One motivation for switching to ServiceNow, Muir says, was that it allows the organization to bring more consistency to its change management processes — the steps employees need to take when making infrastructure updates. “Before, there were different workflows for different changes, and it wasn’t all done in a consistent way,” he says. “We consolidated the process so that everyone now has to get certain approvals and take the same testing steps. The reason for that consistency is so we understand the risk to the systems, make sure we’re in regulatory compliance and protect production systems as much as possible.” As Sharp transitions to Ivanti, officials are working to standardize processes as much as possible.

Standardization is one of the biggest challenges in IT,” Ortiz says. “It’s hard to standardize when end users want their way and want their specific requests to happen in a certain order, with a certain look and a certain feel. We have to try to accommodate that, but how do we also make sure when we support a system that we’re not wasting hours and hours of manpower on something that was customized to just one specific requester?”

To that end, IT leaders at Sharp are working to make sure new processes are based on service delivery objectives rather than individual users’ desires to do things a certain way.

“The best practice is to try to understand the value and what we’re trying to provide,” Ortiz says. “You really have to understand what is needed by the customer versus what is wanted.”

Source: Penn Medicine

Start with Good People

At Penn Medicine, Restuccia says that good service management starts with good people.
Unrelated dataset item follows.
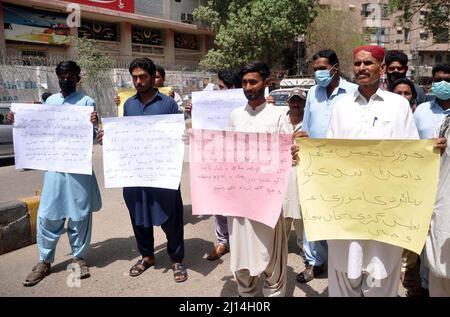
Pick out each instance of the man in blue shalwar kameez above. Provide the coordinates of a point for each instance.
(65, 195)
(150, 206)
While some organizations treat the service desk as a low-level entry point that leads to more senior IT jobs, Restuccia considers service management its own career path.

“You have to put seasoned, experienced, knowledgeable personnel on the front line,” he says. “The key is, at the very beginning, finding individuals who are service-oriented, who feel the importance of being on the front line of a healthcare organization, and then giving them opportunities to progress in their careers.”

Restuccia tries to optimize service management processes by sending technicians out to conduct formal and informal training with clinicians and office workers — teaching basic troubleshooting techniques before they’re even needed.

“It’s easy to look at your list of submitted tickets and determine what the needs are,” he says. “It might be printers jamming, it might be teaching a particular department how to use a system a little better. No one wants to call the service desk. The more power and smarts we can put in their hands, the better.”